The authors deal with the problem of recovering the scalar unknown kernel \(h\) in the nonlinear integro-differential equation \[ u'(t) = G(u(t)) + \int_0^t h(t-s)F(u(t),u(s)) ds + f(t),\qquad t\in [0,T], \tag{1} \] related to the Banach space \(X\) and subject to the initial condition \[ u(0) = u_0,\tag{2} \] and to the additional condition \[ \Phi[u(t)] = g(t), \quad t\in [0,T], \tag{3} \] \(\Phi\) being a continuous linear functional on \(X\).
The authors assume that the nonlinear operators \(G\) and \(F\) are of class \(C^2\) with Lipschitz-continuous second-order derivatives, that the Frechét derivative \(G'(u_0):D\subset X\to X\) is a generator of an analytic semigroup of linear bounded operators as well as suitable regularity and consistency conditions involving the data.
Under the solvability condition \(\Phi[F(u_0,u_0)]\neq 0\) the identification problem (1)–(3) admits, for some \(\tau \in (0,T]\), a unique solution \((u,h)\in [W^{2+\beta,p}(0,\tau;X)\cap W^{1+\beta,p}(0,\tau;D)]\times W^{\beta,p}(0,\tau)\), \(p\in (1,+\infty]\), \(\beta \in (0,1)\backslash \{1/p\}\), where \(W^{2+\beta,\infty}(0,\tau;Z) =C^{2+\beta}(0,\tau;Z)\).

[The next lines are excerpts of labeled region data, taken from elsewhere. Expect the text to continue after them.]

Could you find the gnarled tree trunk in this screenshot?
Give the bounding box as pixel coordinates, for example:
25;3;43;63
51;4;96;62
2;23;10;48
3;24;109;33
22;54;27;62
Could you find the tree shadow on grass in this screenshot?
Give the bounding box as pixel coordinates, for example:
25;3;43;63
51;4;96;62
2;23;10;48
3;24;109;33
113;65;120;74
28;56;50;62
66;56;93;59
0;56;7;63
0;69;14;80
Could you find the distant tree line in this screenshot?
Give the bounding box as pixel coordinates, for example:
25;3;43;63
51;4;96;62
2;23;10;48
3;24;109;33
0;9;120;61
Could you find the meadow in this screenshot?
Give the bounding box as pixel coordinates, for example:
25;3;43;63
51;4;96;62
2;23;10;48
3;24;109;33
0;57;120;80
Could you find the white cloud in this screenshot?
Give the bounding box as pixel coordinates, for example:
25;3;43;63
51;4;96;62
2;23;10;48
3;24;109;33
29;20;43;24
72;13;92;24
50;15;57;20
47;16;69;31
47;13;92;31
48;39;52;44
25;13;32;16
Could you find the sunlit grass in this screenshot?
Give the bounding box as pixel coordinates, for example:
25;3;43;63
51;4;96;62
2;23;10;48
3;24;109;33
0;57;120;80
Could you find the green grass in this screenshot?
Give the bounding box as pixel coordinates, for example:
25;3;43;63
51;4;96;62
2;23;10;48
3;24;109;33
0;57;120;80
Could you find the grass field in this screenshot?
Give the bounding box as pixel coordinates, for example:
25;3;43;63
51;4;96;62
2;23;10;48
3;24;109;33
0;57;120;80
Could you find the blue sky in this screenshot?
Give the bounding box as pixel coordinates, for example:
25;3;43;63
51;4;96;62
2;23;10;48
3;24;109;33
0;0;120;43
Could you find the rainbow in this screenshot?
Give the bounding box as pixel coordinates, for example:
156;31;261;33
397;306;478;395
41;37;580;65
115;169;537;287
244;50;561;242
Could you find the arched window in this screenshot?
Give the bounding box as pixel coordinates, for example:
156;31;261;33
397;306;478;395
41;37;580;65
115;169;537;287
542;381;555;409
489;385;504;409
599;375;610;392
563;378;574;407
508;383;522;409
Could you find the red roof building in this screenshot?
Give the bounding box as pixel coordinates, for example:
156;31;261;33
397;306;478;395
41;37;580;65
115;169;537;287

Furthermore a global in time uniqueness result is proved.
Finally, the abstract results are applied to identification problems related to population dynamics, combustion of a material with memory and to the fully nonlinear problem (1)–(3), where \[ G(u_1)=d(A(x,D_x)u_1),\qquad F(u_1,u_2)=e(A(x,D_x)u_2) \] \(d\) and \(e\) being smooth scalar functions and \(A(x,D_x)\) being an elliptic operator of order \(2m\) endowed with general homogeneous boundary conditions \(B_j(x,D_x)u=0\), \(j=1,\ldots,m\).